Эти воспоминания я посвящаю памяти моего отца - Зельцера Григория Шмулевича, подвергнутого незаконным политическим репрессиям в 1951-1956 годах.  Выходец из нищей многодетной семьи, сын глухонемого сапожника из еврейской колонии Сагайдак на Украине, он начал трудиться с 12 лет, а грамоту освоил только в 18.  Он принадлежал к  первому поколению инженеров, выращенному советской властью. Она дала ему национальное равенство, работу, возможность учиться. В 18 лет он вступил в ВЛКСМ, в 22 года - в ВКП(б), закончил курсы для неграмотных, рабфак, Харьковский экономический институт.
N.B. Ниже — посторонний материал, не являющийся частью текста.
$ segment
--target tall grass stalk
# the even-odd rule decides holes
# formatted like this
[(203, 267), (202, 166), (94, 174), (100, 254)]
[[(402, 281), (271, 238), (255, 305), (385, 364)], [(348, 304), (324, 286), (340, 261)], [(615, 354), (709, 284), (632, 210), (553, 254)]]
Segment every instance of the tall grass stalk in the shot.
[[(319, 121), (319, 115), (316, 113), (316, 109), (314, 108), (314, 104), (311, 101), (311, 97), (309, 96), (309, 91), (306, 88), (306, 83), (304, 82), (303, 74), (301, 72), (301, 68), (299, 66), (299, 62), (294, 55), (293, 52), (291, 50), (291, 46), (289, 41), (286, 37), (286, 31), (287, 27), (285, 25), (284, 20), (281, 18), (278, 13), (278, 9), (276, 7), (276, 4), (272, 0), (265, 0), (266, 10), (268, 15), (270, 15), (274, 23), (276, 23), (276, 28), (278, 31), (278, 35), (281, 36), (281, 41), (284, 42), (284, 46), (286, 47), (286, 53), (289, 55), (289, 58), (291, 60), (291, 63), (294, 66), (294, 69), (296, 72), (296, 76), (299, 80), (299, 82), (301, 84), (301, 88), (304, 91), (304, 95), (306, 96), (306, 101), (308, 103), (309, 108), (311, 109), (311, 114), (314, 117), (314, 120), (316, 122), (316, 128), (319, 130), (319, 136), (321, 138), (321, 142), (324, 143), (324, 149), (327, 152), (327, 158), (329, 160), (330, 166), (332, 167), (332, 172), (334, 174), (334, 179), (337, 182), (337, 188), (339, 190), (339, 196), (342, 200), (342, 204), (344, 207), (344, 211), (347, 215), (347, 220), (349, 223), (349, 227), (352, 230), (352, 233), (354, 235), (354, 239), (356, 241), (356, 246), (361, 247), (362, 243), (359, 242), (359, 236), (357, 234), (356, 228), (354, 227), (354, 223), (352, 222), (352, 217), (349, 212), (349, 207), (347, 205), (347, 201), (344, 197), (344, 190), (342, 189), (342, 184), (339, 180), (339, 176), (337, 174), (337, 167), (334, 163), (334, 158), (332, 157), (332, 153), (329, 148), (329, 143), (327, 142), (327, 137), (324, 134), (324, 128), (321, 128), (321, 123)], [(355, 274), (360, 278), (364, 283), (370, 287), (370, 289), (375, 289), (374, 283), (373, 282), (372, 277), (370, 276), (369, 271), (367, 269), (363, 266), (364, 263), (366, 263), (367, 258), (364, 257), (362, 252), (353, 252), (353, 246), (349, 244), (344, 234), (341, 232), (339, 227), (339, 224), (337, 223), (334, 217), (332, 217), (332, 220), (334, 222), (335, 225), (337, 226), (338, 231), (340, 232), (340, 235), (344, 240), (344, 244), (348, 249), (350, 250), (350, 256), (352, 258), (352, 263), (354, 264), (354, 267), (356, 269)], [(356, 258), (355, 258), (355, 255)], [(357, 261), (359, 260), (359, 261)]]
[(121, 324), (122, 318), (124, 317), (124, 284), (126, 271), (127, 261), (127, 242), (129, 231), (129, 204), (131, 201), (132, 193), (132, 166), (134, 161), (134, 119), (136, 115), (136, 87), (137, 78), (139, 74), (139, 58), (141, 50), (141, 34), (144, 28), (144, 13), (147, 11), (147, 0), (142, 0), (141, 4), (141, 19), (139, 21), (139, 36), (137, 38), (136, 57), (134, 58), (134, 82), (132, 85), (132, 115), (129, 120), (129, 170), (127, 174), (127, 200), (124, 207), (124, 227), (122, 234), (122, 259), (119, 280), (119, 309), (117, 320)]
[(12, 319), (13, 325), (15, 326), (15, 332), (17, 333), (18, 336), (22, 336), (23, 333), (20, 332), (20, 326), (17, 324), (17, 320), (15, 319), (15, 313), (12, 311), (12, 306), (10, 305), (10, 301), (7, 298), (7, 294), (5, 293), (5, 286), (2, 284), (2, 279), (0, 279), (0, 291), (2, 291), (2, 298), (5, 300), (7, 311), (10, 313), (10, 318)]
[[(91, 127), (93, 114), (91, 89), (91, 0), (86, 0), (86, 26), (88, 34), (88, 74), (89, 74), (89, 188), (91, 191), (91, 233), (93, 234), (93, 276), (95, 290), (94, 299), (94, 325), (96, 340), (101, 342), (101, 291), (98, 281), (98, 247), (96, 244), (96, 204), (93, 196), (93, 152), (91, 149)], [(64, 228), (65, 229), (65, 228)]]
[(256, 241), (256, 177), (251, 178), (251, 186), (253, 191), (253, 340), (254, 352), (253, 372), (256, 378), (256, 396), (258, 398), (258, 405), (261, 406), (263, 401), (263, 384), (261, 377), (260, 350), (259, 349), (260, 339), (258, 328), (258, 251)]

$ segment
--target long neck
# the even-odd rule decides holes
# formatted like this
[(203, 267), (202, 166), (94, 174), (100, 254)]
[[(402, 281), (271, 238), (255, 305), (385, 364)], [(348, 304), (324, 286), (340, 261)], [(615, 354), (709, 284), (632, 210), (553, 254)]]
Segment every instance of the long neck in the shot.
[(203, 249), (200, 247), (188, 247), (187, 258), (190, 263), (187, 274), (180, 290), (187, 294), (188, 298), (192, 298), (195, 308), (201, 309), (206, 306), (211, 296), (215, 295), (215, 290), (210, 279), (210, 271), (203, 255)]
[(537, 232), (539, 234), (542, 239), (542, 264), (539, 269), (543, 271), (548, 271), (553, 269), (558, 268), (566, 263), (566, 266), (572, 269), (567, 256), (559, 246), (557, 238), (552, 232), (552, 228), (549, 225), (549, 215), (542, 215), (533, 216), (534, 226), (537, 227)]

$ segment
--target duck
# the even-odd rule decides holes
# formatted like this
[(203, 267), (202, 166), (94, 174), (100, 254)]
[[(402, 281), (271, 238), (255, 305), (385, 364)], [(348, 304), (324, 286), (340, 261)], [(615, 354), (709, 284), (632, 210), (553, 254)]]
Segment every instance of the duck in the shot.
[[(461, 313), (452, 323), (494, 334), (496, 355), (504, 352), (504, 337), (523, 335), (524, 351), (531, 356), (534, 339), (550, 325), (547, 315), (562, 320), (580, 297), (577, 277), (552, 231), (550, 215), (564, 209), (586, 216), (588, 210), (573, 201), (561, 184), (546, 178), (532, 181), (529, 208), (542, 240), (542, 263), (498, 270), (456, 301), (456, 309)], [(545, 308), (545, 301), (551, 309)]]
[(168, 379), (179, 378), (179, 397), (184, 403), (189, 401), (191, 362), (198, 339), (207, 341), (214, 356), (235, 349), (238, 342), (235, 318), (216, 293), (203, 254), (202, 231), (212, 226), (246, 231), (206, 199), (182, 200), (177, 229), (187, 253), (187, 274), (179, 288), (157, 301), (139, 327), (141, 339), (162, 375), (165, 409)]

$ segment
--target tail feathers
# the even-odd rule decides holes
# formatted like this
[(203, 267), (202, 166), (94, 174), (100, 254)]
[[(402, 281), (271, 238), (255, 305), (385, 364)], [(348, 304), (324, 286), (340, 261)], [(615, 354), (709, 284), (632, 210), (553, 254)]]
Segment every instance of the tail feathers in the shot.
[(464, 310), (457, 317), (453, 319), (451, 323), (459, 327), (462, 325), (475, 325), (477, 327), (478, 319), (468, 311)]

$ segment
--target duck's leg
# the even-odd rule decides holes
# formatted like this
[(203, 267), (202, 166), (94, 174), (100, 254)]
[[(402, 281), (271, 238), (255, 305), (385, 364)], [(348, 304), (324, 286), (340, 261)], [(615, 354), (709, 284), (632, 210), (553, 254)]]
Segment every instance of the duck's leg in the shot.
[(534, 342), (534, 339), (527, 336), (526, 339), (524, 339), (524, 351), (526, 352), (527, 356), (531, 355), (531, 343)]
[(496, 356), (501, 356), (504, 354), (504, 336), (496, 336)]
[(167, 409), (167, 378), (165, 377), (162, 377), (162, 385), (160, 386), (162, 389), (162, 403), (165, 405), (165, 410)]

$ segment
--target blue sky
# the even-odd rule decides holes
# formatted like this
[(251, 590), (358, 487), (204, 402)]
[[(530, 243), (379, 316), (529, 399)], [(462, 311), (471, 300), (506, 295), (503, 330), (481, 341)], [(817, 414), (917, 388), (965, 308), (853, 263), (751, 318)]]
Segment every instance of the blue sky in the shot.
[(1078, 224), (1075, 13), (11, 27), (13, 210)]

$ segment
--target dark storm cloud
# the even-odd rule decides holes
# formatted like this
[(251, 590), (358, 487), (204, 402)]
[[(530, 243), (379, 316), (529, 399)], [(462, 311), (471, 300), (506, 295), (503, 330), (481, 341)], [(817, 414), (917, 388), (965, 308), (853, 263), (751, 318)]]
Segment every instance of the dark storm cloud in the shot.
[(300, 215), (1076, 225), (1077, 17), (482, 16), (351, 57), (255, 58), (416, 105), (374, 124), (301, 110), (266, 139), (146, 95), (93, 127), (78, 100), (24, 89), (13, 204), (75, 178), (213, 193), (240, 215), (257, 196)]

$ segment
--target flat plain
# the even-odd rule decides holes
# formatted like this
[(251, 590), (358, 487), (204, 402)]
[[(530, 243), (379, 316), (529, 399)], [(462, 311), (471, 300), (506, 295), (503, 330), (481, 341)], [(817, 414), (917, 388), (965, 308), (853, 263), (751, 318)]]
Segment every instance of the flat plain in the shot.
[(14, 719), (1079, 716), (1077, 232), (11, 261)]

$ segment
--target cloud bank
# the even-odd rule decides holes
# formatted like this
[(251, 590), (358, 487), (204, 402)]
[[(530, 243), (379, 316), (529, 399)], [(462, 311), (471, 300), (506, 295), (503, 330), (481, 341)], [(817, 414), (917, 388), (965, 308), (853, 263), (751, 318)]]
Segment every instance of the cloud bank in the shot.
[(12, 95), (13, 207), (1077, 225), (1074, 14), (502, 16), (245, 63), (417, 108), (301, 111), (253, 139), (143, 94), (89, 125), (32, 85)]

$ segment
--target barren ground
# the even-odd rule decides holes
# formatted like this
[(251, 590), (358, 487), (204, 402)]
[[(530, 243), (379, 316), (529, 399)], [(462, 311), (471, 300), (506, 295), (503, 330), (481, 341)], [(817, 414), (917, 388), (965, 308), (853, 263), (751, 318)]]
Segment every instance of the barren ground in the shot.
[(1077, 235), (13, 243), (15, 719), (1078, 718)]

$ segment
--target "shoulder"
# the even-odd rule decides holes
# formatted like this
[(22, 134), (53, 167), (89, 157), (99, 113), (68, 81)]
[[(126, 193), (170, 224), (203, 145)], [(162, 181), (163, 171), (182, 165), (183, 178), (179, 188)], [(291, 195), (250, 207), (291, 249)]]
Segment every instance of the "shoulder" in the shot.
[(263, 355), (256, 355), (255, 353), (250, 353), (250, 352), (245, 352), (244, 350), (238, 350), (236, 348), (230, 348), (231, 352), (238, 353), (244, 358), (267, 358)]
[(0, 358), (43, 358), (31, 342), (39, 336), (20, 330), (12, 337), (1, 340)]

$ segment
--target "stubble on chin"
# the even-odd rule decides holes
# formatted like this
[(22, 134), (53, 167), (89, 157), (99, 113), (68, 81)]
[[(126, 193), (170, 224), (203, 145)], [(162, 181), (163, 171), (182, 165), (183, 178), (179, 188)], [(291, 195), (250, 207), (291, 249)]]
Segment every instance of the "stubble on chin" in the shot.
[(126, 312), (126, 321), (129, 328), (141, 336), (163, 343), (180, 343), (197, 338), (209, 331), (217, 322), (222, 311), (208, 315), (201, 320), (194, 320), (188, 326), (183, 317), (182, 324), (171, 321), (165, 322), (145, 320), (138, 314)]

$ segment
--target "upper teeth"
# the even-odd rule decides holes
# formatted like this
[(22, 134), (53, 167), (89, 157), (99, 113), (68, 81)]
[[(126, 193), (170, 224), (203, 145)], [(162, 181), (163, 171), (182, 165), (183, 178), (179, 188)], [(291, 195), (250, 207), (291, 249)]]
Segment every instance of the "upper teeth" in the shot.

Из 15-ти лет работы на Кузнецком металлургическом комбинате  (1935-1951) он  восемь лет возглавлял плановый отдел и фактически курировал все вопросы экономической политики. За хорошую работу в годы войны награжден двумя орденами («За обеспечение фронта металлом»). В 1950-м году  в составе группы руководителе КМК стал лауреатом Сталинской премии. На Череповецкий металлургический комбинат отец приехал из Воркуты  в 1956 году как опытный металлург-экономист, в 1957-м реабилитирован и восстановлен в партии(1). В коллективе он пользовался заслуженным  уважением, его имя можно найти во всех книгах по истории ЧерМК. За успехи в осуществлении хозяйственной («Косыгинской») реформы он был награжден орденом. Общепризнанными заслугами Зельцера Г.Ш. являются  активное участие в обосновании дальнейшего развития завода, который предлагалось закрыть как убыточный (1956 г.),  организация работы в новых условиях  (хозяйственная реформа 1967 г.), подготовка и обучение большой группы экономистов и руководителей (это тема для отдельного очерка). Он скончался в 1980-м и с честью похоронен на первом кладбище Череповца. Он был  крупный специалист, хороший отец и семьянин, патриот России и, безусловно, достоин светлой памяти родных и земляков.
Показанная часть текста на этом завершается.